Habeck, a 1999 graduate, said he learned firsthand about Norwich’s tractor-beam bonds, which drew him back to work at the university and earn his master’s (2010).
“Every decision that has been made has always been to restore as much as we can for each of you.” Norwich University President Mark Anarumo
“It’s truly remarkable,” Habeck said, “that you can travel almost anywhere in the world and you’re going to find other people that have walked around the (Upper Parade Ground) or (who) wear a Norwich ring or (who) keep a Norwich sticker in their car. They might even have a challenge coin in their pocket.”
Anarumo, who attended the dinner along with Interim Provost Dr. Stephen Fitzhugh and the Rev. William Wick, had challenge coins in his pocket, two for each graduate. One coin had a furtively placed biohazard symbol to commemorate the not-yet-over coronavirus pandemic.

As he did at the May 2021 and December 2020 commencements, Anarumo lamented what the pandemic, with its delta and omicron variants, has cost graduates.
“It hasn’t been fair,” Anarumo said. “But we tried to do the best thing for everyone, and we did it in a way that I as a parent would want someone to look after my son or daughter. … Every decision that has been made has always been to restore as much as we can for each of you.”
Like Habeck, Anarumo said Norwich alumni seem omnipresent. Military leaders in Indonesia, Thailand are Norwich graduates, he said; so is Panama’s president, Laurentino Cortizo. Anarumo recalled his astonishment when a random fan correctly identified him as Norwich’s president among the thousands of people at Foxboro, Massachusetts’ Gillette Stadium for the Oct. 3 New England Patriots-Tampa Bay Buccaneers National Football League game.
The anonymous admirer, who’d noticed Anarumo’s Norwich baseball cap, gave a compliment, raised a fist, shouted, “Norwich forever,” and vanished into the crowd.
“We’re going to reopen all of those (social) pipelines,” Anarumo said. “And I have to do that on behalf of all of you, our graduates and families, because when you need to get a job, or you need a favor or need a friend or need a reference, to call on another Norwich graduate is profoundly powerful.”
Finding joy in snow
Hasselback, an Alumni Association board member, meanwhile, described moving his family — wife, young son, two cats and six dogs — to Vermont from Saipan, a western Pacific island, in March. (His wife, Carmen, is now an administrative assistant in Norwich University’s School of Criminology and Criminal Justice.)

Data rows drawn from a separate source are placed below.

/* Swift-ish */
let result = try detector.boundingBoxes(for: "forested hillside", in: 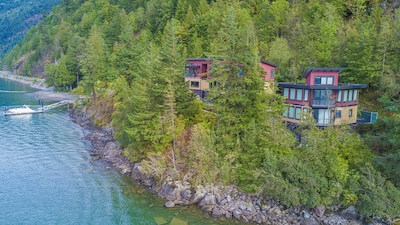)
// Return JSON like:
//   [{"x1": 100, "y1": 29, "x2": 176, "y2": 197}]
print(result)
[
  {"x1": 0, "y1": 0, "x2": 60, "y2": 57},
  {"x1": 2, "y1": 0, "x2": 400, "y2": 218}
]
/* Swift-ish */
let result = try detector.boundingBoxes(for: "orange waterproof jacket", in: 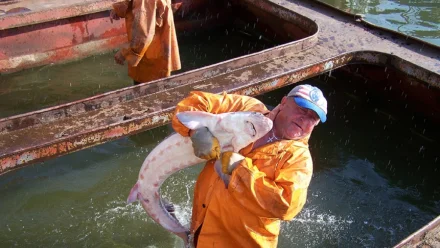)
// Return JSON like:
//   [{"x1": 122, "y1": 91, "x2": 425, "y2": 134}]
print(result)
[
  {"x1": 113, "y1": 0, "x2": 181, "y2": 82},
  {"x1": 172, "y1": 91, "x2": 313, "y2": 248}
]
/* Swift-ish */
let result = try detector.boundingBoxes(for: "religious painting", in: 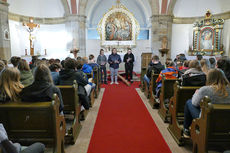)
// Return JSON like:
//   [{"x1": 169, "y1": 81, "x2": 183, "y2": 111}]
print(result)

George Hasselback said a “Norwich Forever” moment came during a reunion. Though Hasselback had been away from campus for 15 years, Wick recognized him instantly.

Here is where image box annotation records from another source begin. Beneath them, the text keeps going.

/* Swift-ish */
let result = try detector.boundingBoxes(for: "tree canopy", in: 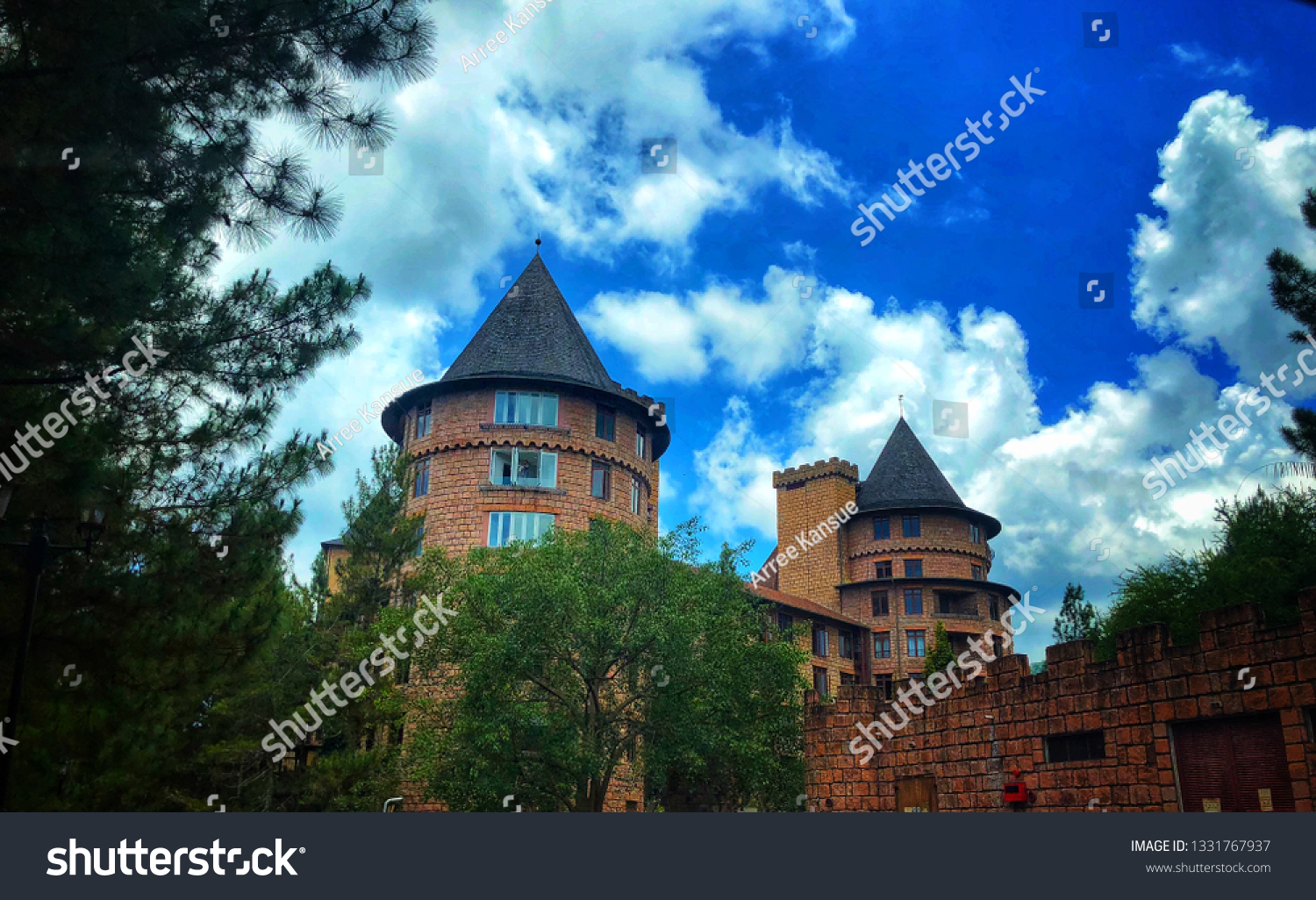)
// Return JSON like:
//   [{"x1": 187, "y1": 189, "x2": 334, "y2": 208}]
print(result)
[{"x1": 413, "y1": 520, "x2": 807, "y2": 812}]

Hasselback acknowledged that some people might have questioned his decision to trade tropical island life (and near-constant 75 degrees Fahrenheit weather) for oft-frigid Vermont. But he drew wisdom from winter (uncharacteristically mild as it’s been so far).
“Find joy in snow,” he said. “because if you don’t find joy in snow, you’ll be less happy and still have the same amount of snow.”
In other words, find your happiness. Life will put you in unfamiliar circumstances and strange places, Hasselback said, and your attitude will shape your spirits.
Hasselback sent the new grads away urging them to network, as Anarumo had, and to revisit campus.
“Come back and see what’s new, see what’s changed and see what’s the same … Two hundred years of history, and the good parts persist,” he said. “I pledge this to you, you’re all members of the family now, if you ever need anything, somebody’s there for you.”